Two years later, trade between Israel and Bahrain is growing, but remains much lower than trade between Israel and the United Arab Emirates or Morocco, the two other countries that signed the accords.

In 2021, there was $6.5 million in trade between the countries, compared to $1.15 billion between Israel and the UAE and $41.6m. with Morocco.

However, this year is already proving to be more fruitful. For the first seven months of 2022, bilateral trade reached $6.2m., up from $3m. in the first seven months of last year.

“It is very modest, but you have to start somewhere,” the minister said.

He added that the first two years of the accords were tainted by COVID-19 and complicated by multiple Israeli elections.

“That is why I want to push for movement from politics to business,” Al Zayani explained. “Business will continue regardless of who is in office.”

There were other successes over the past two years, such as the launching of three direct flights a week between Israel and Bahrain. Al Zayani said the aim is to scale up to daily flights soon.
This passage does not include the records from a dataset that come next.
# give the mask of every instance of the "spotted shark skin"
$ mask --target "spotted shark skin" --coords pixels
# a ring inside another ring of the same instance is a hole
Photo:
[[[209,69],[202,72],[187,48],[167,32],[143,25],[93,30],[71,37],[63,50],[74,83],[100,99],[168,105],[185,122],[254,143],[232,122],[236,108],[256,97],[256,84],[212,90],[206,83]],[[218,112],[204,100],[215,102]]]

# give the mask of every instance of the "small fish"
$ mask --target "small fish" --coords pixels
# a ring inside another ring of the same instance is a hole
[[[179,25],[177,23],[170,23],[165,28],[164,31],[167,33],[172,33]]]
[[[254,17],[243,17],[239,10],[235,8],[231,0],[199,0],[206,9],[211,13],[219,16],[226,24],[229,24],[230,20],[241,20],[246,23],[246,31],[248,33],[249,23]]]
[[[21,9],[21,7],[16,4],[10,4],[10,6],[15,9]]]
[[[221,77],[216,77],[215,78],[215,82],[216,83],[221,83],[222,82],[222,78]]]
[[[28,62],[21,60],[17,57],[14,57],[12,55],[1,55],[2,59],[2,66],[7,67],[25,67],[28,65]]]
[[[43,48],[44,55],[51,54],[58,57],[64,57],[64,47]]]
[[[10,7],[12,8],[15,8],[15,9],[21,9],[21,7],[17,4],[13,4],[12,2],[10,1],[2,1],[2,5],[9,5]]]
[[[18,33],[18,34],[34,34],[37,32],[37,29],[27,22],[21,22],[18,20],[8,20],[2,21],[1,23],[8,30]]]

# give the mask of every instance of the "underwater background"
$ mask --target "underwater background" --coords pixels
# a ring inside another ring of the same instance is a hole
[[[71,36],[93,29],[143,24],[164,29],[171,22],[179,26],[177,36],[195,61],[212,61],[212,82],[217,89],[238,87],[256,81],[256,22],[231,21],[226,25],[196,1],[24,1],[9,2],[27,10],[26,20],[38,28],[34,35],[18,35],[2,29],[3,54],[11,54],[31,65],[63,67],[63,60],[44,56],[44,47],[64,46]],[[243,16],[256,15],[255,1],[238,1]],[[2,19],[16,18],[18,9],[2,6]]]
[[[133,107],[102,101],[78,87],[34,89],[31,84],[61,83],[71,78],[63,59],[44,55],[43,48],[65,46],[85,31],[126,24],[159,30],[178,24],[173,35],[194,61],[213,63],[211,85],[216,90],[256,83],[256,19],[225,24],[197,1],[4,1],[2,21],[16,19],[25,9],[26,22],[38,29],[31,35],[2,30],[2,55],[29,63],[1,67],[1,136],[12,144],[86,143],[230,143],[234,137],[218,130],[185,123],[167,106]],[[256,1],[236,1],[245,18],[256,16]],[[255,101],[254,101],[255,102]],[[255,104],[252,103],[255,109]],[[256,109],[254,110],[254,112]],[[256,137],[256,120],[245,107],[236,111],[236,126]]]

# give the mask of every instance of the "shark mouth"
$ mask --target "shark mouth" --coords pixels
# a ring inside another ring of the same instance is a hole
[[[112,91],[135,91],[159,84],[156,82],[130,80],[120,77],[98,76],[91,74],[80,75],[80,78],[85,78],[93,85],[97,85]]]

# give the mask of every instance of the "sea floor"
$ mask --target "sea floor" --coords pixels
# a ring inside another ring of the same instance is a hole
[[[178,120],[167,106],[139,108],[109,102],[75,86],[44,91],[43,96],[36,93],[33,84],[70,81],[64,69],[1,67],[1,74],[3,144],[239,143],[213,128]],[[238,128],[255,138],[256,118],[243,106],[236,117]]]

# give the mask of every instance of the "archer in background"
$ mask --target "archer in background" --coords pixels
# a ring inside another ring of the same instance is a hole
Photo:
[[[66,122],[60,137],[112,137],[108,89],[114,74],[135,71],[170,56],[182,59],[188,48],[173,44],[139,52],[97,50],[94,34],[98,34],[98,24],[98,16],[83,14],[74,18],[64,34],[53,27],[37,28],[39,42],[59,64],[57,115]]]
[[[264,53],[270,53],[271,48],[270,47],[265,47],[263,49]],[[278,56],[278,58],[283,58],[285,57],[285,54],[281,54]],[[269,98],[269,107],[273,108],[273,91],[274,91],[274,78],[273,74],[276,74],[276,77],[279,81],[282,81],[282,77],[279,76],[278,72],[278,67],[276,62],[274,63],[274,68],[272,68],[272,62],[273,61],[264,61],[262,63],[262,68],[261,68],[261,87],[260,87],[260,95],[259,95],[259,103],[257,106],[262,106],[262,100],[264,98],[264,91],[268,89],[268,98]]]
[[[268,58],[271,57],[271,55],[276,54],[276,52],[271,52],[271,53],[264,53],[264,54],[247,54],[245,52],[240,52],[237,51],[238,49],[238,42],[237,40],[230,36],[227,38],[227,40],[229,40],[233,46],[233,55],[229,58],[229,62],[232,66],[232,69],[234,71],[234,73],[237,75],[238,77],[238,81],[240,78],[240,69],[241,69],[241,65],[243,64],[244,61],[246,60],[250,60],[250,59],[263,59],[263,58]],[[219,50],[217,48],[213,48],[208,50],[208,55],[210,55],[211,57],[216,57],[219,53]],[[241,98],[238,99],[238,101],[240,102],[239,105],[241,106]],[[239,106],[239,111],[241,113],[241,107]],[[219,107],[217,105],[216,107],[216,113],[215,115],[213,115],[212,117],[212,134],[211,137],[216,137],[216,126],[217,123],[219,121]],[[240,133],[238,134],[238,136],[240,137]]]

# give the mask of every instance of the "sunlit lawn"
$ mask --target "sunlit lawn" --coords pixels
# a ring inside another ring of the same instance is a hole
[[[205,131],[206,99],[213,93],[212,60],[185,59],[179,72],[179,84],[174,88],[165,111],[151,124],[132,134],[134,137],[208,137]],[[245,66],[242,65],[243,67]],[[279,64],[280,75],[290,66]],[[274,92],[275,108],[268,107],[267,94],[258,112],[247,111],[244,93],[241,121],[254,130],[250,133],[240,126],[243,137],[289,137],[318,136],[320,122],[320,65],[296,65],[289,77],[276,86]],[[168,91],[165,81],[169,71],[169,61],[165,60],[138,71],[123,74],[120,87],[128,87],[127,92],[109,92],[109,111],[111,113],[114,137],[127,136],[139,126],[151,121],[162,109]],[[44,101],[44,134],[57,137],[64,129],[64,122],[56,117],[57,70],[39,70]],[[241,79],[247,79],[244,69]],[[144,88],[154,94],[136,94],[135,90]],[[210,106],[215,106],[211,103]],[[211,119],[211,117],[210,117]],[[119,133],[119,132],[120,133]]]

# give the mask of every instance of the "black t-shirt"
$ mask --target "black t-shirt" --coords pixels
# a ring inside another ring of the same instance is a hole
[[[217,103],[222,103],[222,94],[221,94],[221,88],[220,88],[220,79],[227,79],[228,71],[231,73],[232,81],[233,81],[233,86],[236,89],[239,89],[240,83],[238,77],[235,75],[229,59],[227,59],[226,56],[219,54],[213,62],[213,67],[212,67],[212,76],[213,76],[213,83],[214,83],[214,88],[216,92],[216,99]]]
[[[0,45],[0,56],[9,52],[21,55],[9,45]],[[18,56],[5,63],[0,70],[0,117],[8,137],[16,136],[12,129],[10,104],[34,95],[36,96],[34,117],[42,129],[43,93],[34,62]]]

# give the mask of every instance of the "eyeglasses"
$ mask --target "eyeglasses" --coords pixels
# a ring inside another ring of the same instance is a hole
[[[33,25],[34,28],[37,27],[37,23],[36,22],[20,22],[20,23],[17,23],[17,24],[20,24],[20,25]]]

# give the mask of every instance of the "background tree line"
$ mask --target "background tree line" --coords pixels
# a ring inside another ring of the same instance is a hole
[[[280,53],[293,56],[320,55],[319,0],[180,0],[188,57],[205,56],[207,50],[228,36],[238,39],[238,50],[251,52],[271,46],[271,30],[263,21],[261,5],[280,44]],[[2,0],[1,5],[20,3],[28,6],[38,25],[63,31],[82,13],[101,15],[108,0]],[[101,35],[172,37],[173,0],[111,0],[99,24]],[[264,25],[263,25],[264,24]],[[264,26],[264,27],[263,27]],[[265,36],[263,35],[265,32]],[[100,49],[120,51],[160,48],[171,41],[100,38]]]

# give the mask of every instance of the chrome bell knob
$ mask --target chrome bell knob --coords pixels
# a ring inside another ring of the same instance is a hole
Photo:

As an example of how well relations are going, he keeps a photo on his phone of a Bahraini cargo truck loading tons of steel onto an Israeli truck to be sold in the Jewish state.

The industry and commerce minister said the two countries are working toward a free trade agreement that they hope to sign by the end of the year.

“By this time next year, I expect the numbers to look dramatically different,” Al Zayani told the Post.

The Bahrain economy has already largely recovered from the pandemic, with numbers in many cases exceeding pre-COVID levels. The government now focuses on six key sectors: financial services, manufacturing, telecommunications/IT/digital, tourism, logistics and oil/gas. Al Zayani said he believes there could be synergy between Israel and Bahrain in most of these areas.

Does he enjoy working with Israelis?

“I find Israelis straight to the point, which I like because it saves time and energy,” he said with a smile. “They definitely drive a hard bargain, so we have to match that as well.”